RSS – endless possibilities … if only

When I said at the turn of the last year that RSS would explode in 2007, I don’t think I was being particularly prescient.

The RSS standard was then sufficiently well established that it was only a matter of time (and in internet time, that means months rather than years) before it took hold. Blogs were already pumping out RSS as standard and most news sites were latching onto it; Firefox had added support for Live Bookmarks and I saw the release of IE7 as being the catalyst for wider awareness.

Although there are many desktop RSS readers around, most people are finding it more convenient to do their computing in “the cloud” and anecdotal evidence suggests that Google Reader is perhaps now the RSS reader of choice.

But the potential for RSS lies not simply in the benefits it provides for individuals to consume and manage breaking news/current awareness feeds for themselves, it lies in the literally endless opportunities it offers for us to repurpose that information to our own ends. There are numerous applications now that enable you to publish RSS feeds on your web pages; to aggregate and filter feeds and generate custom feeds from that; and to feed these feeds into services that themselves produce feeds.

The only problem I have with all this cool stuff is the nightmare vision that we are creating endless loops which sooner or later will bring the global network down!

In the UK legal field, there are plenty of useful blog and news feeds to be getting on with; but it is to their shame that, outside these spheres, established publishers have so far failed to come up with the goods:

  • the Statute Law Database – finally released after more than 14 years development – has not seen fit (despite my entreaties) to implement feeds of latest legislation (and if you do so, by year and number, both descending please!)
  • the law publishers may be doing things with their current awareness content behind the paywall, but the unarguable benefits of their publishing feeds of their latest publications have thus far escaped them (the only current exception being Wiley Law)
  • even BAILII – at the vanguard of the free legal web – does not yet (publicly) publish feeds of latest cases (they do produce an unannounced beta – from which a few pipes)

Get on with it!

13 thoughts on “RSS – endless possibilities … if only

  1. The frustration of being an early adopter. :)

    But you’re absolutely correct in saying these are the building blocks – mixing, filtering and creating content collections of value – all are dependent on these blocks being available.

  2. Yes, I wanted to aggregate feeds from ‘serious’ family law news sites, but neither Family Law NewsWatch nor Family Law Week has a feed.

  3. I absolutely share your frustrations with the lack of progress made by some very well established organisations in implementing RSS. I have today stumbled across an RSS feed from Blackwell online http://bookshop.blackwell.co.uk/rss/uk/LAW000000.xml which isn’t strictly a legal publisher but good stuff nonetheless. Having said that I’m frustrated by the progress organisations are making with RSS, there has been some progress recently “behind the paywall” which is to be encouraged.

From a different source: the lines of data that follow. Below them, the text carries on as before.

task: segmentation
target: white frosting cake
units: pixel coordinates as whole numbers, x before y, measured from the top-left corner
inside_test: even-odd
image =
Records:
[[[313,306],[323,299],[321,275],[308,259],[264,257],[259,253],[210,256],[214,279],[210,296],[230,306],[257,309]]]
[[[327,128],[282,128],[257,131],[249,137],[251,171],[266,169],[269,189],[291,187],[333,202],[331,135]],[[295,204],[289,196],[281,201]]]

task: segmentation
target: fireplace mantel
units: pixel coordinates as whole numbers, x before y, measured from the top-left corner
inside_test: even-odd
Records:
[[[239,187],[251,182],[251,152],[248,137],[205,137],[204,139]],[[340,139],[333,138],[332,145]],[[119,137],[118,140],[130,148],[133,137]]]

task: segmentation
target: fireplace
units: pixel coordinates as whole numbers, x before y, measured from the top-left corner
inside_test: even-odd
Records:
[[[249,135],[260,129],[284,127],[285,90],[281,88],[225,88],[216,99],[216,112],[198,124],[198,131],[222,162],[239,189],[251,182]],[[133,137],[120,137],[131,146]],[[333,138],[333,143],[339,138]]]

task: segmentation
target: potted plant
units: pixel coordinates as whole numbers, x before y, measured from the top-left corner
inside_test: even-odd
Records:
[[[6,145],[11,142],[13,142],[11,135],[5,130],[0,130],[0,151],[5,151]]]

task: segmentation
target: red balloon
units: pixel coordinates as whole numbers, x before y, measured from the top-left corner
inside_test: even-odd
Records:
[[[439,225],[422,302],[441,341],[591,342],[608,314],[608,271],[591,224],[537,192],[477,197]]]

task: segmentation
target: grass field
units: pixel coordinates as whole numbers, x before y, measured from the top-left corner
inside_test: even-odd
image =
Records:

    One of the questions I’m often asked is what “Web 2.0 tool” should organisations start looking at first and I always usually say RSS, simply because as you suggest it underpins every other Web 2.0 too, without out it you couldn’t generate feeds from Blogs or Wikis or distribute content internally. So your point about RSS being a building block is absolutely correct and now more then ever valid.

  4. Legal publishers are still trying to find their way in the 2.0 world, just at music publishers are still trying to figure out their business model post-iTunes.

    If they push it out for free through RSS how do you make money?

    I am seeing movement to pushing out RSS, but it is still slow.

  5. @Doug I’m not suggesting publishers should necessarily push out anything that isn’t already free. The examples I’ve cited are all free access materials; we just need them to hook us into it with RSS.

  6. @Nick, Of course if it is free, they have less money or incentive to change. Government is one of the best examples.

    In the US, the SEC only pushes part of its new stuff out in RSS. Courts should be pushing their decisions out by RSS.

    It is interesting to see the ABA publications and American Lawyer pushing their stories out by RSS.

  7. Thanks Nick. Do you know how to merge 2 feeds into one? Been trying various methods, including Yahoo Pipes, but for some reason it doesn’t seem to like the feeds that feedity created.